The fierasfers are not the only fishes which seek assistance from the holothuriæ; a species lives at Zamboanga, to which the specific name of Scabra has been given, and in the stomach of which, says Mons. Johannes Müller, usually lives a myxinoid fish, called Enchelyophis vermicularis. Unfortunately, we are not told in what part of the stomach it resides; for all is stomach in these animals.

It is less degrading for a fish to ask assistance from one in his own rank. The Mediterranean offers a curious instance of this. Risso saw at Nice, at the commencement of this century, the monstrous fish known under the name of Beaudroie (the angler, or fishing-frog) lodging in its enormous branchial sac a fish of the family of the Murenidæ, the Apterychtus ocellatus. He is found there evidently under the condition of a messmate. Although the eels generally get their living easily, the Angler possesses fishing implements which are wanting in them, and when both of them are immersed in the ooze, it carries on a fishery sufficiently abundant to enable it to share the spoil with others. This same angler lives in the northern seas, and there it harbours an amphipod crustacean, which until lately has escaped the vigilance of carcinologists. We shall speak of it further on.

Dr. Collingwood saw a sea anemone in the Chinese Sea, which was not less than two feet in diameter, and in the interior of which lodges a very frisky little fish, the name of which he could not tell.

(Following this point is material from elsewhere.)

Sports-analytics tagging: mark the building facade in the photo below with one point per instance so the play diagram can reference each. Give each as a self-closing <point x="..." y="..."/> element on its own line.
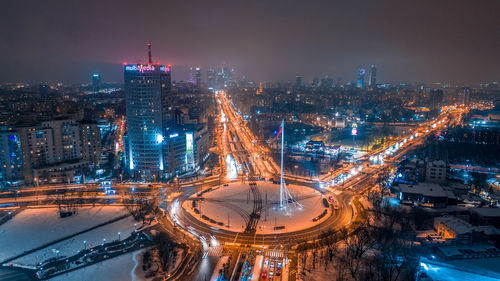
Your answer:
<point x="149" y="115"/>
<point x="49" y="152"/>
<point x="11" y="158"/>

Lieut. de Crispigny has observed a sea anemone (Actinia crassicornis) living on good terms with a malacopterygian fish, the Premnas biaculeatus. This fish penetrates into the interior of the anemone; the tentacles close round it, and it lives thus for a considerable time enclosed as in a living tomb. Mons. de Crispigny has kept these animals alive for more than a year, in order to make careful observations on them. A fish known by the name of Oxybeles lumbricoides has been also found in the Indian Seas, which modestly takes up his quarters in a star-fish (Asterias discoida). Another case of commensalism has been made known to us by Professor Reinhardt of Copenhagen. A siluroid of Brazil, of the genus Platystoma, a skilful fisherman, thanks to his numerous barbules, lodges in the cavity of his mouth some very small fishes, which were for a long time considered as young siluroids; it was supposed that the mother brought her progeny to maturity in the cavity of the mouth, as marsupials do in the abdominal pouch, or as some other fishes do. These messmates are perfectly developed and adult, but instead of living on the produce of their own labour, they prefer to instal themselves in the mouth of an obliging neighbour, and to take their tithes of the succulent morsels which he swallows. This little fish has received the name of Stegophilus insidiatus. We see that in the animal world it is not always the great which take advantage of the little. Still, let us not be deceived; there are fishes in the latitude of the Island of Ceylon which really hatch their eggs in the cavity of the mouth, and we have seen some in the museum at Edinburgh, labelled with the name of Arius bookei. Louis Agassiz has made the same observation on a fish of the Amazon, which has also been recognised by Jeffreys Wyman. One fish wraps up its eggs in the fringes of its branchiæ, and protects them till they are hatched; another lays its eggs in holes hollowed out by itself in the steep banks of the river, and protects the young ones after they are hatched.